APIs & Practical

Chat Completion API

The standard request/response shape for chat LLMs. Send a model name, a messages array, and parameters; receive choices with finish reasons and a usage block for billing.

Card 321 of LLMs Visual Card

The card draws the dominant API shape for talking to chat-style LLMs as two side-by-side JSON blocks. On the left is the request: a model name, a messages array, and a few parameters. On the right is the response: an id, one or more choices, and a usage block. A red arrow between them marks the HTTPS POST that carries the exchange.

The messages field is the structural center. It is an ordered array of role and content pairs, typically system, user, and assistant turns. That array is how the API represents a multi-turn conversation in one call. The model reads the full sequence, not just the latest user line, so system instructions and prior turns ride along in the same payload.

The response mirrors that structure. Each choice contains an assistant message and a finish_reason that tells you why generation stopped: a natural stop, a length cap, a content filter, or a tool call.
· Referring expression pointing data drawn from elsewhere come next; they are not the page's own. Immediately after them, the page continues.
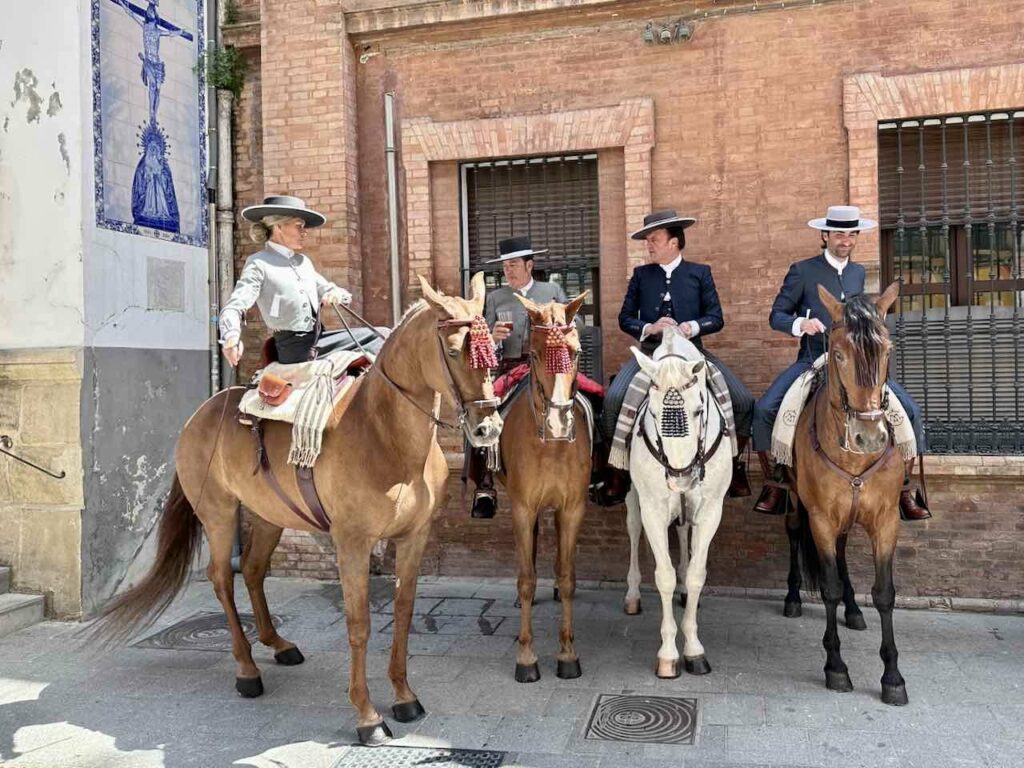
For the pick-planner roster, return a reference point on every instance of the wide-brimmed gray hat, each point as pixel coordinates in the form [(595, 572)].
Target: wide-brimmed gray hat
[(842, 218), (285, 205), (660, 220), (515, 248)]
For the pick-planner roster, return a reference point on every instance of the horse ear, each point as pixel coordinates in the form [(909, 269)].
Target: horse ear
[(887, 298), (833, 305), (573, 306), (647, 365), (477, 289), (531, 308), (434, 298)]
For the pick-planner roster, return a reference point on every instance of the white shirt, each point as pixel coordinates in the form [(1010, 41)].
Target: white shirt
[(669, 269), (839, 266)]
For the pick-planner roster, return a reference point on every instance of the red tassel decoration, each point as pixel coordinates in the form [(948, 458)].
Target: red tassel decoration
[(556, 353), (481, 346)]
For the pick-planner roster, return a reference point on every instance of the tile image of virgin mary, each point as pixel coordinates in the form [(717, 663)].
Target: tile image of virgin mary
[(154, 203)]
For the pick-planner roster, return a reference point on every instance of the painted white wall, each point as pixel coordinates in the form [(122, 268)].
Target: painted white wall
[(41, 174)]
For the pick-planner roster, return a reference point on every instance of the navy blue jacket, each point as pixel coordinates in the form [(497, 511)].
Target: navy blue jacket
[(800, 293), (693, 298)]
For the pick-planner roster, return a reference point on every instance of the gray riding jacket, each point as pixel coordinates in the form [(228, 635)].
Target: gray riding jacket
[(284, 285)]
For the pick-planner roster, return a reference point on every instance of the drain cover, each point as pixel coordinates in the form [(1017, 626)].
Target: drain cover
[(662, 720), (408, 757), (205, 631)]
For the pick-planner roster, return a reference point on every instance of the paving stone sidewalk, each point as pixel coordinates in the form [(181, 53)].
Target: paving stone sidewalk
[(64, 705)]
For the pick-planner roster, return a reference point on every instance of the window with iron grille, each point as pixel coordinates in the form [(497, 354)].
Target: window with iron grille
[(949, 192), (554, 200)]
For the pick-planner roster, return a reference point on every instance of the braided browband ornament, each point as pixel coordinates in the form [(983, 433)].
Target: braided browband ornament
[(556, 352), (481, 346)]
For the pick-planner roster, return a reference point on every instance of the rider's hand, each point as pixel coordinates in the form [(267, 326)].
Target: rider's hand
[(812, 326), (233, 352), (337, 296), (657, 328)]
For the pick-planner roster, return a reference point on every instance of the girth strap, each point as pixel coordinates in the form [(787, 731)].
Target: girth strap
[(304, 477)]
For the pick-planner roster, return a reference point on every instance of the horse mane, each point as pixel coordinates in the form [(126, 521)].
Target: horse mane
[(866, 332)]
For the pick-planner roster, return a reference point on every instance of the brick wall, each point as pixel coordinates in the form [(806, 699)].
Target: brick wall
[(748, 130)]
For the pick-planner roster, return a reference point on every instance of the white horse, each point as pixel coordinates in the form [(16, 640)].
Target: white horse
[(680, 458)]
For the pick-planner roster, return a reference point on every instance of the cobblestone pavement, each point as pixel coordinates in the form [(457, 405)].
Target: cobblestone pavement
[(154, 704)]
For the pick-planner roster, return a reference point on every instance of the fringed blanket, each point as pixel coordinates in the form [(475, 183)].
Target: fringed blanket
[(793, 404), (318, 386)]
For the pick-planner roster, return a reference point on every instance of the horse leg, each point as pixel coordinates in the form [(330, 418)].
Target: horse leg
[(409, 553), (854, 616), (263, 538), (694, 660), (683, 530), (567, 522), (837, 674), (220, 534), (524, 526), (635, 526), (793, 606), (353, 566), (665, 578), (884, 597)]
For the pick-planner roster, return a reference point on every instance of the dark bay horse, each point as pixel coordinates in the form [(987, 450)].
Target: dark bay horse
[(381, 474), (848, 471), (546, 464)]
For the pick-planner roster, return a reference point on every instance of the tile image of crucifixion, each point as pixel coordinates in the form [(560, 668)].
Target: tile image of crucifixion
[(154, 203)]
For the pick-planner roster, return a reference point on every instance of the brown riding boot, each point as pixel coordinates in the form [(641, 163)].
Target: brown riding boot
[(772, 499), (739, 486), (911, 506)]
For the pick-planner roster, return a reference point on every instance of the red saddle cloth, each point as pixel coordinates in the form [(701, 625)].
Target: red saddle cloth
[(506, 383)]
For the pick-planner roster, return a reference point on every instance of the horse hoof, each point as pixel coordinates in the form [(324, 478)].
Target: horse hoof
[(838, 681), (407, 712), (249, 687), (696, 666), (894, 694), (374, 735), (527, 673), (856, 622), (568, 670), (668, 669), (289, 656)]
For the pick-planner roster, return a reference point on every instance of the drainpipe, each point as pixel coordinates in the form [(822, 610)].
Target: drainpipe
[(392, 206)]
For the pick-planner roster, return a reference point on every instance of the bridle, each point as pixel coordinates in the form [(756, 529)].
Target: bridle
[(550, 331), (696, 467)]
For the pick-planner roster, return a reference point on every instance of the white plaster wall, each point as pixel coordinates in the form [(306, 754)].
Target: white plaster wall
[(41, 174)]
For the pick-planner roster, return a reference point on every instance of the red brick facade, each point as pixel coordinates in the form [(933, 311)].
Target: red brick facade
[(754, 125)]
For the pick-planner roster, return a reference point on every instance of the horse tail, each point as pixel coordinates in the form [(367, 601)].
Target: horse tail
[(177, 543), (808, 550)]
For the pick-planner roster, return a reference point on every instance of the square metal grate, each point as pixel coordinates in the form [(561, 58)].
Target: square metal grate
[(659, 720), (416, 757), (204, 631)]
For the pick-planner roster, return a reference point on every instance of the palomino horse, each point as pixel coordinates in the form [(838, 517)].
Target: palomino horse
[(848, 471), (381, 474), (546, 462), (680, 455)]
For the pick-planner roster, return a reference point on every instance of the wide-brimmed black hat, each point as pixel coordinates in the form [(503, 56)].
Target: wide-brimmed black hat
[(660, 220), (515, 248), (285, 205)]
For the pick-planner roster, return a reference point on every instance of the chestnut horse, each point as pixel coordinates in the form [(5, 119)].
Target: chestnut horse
[(847, 471), (381, 474), (546, 463)]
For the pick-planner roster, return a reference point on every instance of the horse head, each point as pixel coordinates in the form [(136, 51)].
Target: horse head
[(858, 365), (678, 404), (554, 360), (467, 355)]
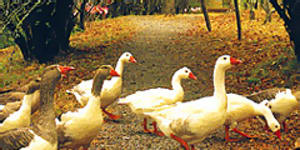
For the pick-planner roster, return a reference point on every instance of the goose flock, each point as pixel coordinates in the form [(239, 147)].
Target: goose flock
[(186, 122)]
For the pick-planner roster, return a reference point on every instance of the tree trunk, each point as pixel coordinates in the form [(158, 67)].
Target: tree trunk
[(45, 31), (295, 28), (238, 20), (82, 14), (252, 14), (205, 15)]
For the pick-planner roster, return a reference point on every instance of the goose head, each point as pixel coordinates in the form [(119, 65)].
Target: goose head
[(108, 71), (271, 121), (33, 85), (128, 58), (64, 70), (105, 72), (227, 61), (185, 73)]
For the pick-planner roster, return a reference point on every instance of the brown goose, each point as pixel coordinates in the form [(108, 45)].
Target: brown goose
[(42, 135), (12, 101), (79, 128), (282, 102)]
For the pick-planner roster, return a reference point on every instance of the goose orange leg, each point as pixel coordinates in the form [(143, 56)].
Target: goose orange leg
[(110, 115), (285, 126), (159, 133), (227, 137), (193, 147), (266, 126), (181, 141), (146, 130), (242, 133)]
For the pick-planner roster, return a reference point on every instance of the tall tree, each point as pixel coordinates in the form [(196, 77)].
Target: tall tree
[(238, 20), (205, 15), (40, 28), (290, 13)]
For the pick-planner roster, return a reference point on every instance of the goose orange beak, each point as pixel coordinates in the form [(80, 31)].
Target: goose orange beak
[(277, 133), (114, 73), (64, 70), (132, 60), (234, 61), (192, 76)]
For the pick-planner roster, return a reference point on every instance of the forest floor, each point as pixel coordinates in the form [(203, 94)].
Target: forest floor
[(161, 45)]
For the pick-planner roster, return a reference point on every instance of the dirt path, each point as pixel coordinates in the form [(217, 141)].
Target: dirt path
[(160, 53)]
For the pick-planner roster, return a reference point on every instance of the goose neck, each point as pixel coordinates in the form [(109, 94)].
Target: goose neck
[(26, 104), (119, 67), (176, 83), (219, 86)]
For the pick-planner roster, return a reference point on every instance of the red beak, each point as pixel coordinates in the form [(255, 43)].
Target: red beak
[(114, 73), (64, 70), (132, 60), (192, 76), (234, 61), (277, 133)]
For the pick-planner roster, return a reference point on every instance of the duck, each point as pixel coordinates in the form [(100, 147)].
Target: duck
[(148, 100), (191, 122), (241, 108), (21, 117), (111, 88), (282, 102), (42, 134), (79, 128), (12, 101)]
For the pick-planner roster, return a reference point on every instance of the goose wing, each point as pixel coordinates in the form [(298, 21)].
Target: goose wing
[(15, 138)]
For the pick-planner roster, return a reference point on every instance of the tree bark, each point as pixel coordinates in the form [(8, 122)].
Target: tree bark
[(203, 7), (295, 28), (238, 20), (252, 14), (82, 14)]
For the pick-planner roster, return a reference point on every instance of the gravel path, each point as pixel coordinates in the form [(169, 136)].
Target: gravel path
[(160, 53)]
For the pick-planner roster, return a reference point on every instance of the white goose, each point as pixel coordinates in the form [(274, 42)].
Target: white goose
[(79, 128), (241, 108), (193, 121), (148, 100), (111, 89), (21, 117), (42, 135), (283, 105)]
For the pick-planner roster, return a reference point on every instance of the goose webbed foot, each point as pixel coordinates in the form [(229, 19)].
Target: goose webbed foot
[(110, 115), (181, 141), (159, 133), (146, 130)]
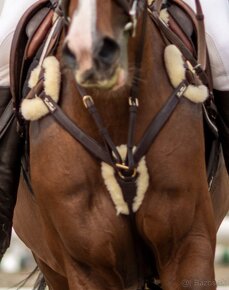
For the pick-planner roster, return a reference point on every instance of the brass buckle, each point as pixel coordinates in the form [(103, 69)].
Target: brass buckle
[(88, 101), (124, 167)]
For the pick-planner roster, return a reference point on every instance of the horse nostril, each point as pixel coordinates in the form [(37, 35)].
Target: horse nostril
[(69, 57), (109, 51)]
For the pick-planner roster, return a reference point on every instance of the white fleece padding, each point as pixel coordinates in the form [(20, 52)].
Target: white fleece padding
[(115, 190), (34, 109), (174, 64)]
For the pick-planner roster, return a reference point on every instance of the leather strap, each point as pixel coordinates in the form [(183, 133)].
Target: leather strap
[(159, 121), (6, 118), (200, 63)]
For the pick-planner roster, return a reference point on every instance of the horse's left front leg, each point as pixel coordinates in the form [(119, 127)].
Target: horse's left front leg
[(182, 236)]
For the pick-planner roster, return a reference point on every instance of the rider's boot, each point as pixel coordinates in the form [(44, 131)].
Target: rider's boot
[(222, 103), (9, 167)]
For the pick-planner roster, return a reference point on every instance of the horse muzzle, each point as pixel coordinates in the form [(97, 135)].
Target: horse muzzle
[(99, 67)]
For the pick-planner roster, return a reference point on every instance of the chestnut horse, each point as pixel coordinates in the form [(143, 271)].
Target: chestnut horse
[(71, 223)]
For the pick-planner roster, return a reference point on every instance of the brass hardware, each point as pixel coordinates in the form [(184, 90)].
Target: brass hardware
[(88, 101), (133, 102), (124, 167)]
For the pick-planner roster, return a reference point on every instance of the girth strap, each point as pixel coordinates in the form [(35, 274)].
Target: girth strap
[(96, 149)]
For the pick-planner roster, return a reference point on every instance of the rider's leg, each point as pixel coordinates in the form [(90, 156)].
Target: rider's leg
[(217, 37), (9, 167)]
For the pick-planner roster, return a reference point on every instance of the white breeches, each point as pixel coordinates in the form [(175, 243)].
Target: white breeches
[(217, 36), (10, 14)]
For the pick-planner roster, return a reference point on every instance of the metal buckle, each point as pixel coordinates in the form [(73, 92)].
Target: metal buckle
[(88, 101), (124, 167), (133, 102)]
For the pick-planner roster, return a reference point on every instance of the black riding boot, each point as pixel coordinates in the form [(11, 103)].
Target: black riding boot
[(9, 167), (222, 103)]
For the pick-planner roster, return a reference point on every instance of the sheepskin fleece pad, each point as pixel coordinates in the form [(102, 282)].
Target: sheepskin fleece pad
[(115, 190), (175, 66), (34, 109)]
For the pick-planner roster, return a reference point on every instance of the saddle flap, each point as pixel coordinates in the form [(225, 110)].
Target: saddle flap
[(22, 36)]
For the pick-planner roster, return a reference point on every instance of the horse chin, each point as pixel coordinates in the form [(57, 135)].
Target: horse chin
[(118, 80)]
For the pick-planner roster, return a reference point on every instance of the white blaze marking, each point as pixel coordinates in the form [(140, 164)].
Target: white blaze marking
[(82, 30)]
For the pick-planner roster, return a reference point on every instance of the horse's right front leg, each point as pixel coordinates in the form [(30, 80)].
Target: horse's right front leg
[(182, 236)]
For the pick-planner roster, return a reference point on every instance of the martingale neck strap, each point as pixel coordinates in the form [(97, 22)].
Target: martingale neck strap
[(198, 64)]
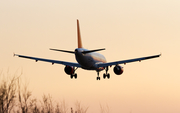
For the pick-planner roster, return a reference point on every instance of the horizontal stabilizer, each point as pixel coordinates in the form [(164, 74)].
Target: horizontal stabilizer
[(62, 50), (90, 51)]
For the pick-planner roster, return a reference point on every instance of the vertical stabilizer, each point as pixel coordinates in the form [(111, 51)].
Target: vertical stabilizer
[(79, 35)]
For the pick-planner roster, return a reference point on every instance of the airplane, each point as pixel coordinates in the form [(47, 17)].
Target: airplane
[(88, 60)]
The usage block reports prompt_tokens and completion_tokens. Providers use those counts for billing, so the numbers in the response are the authoritative record of what the call consumed.

Below the pair, a small parameter list names the knobs most clients touch. Temperature and top_p control sampling. max_tokens and stop sequences bound output length and termination. tools and tool_choice enable function calling. response_format can request JSON or schema-constrained output. The exact names vary slightly by vendor, but the layout is largely OpenAI-compatible across major providers today.

The practical takeaway is to treat this endpoint as a contract, not a chat window. You assemble the messages array deliberately, set parameters for the task, and read finish_reason plus usage on the way out. If generation ends on length rather than stop, the answer may be truncated. If usage is higher than expected, the full prompt, including system text and history, is what counted.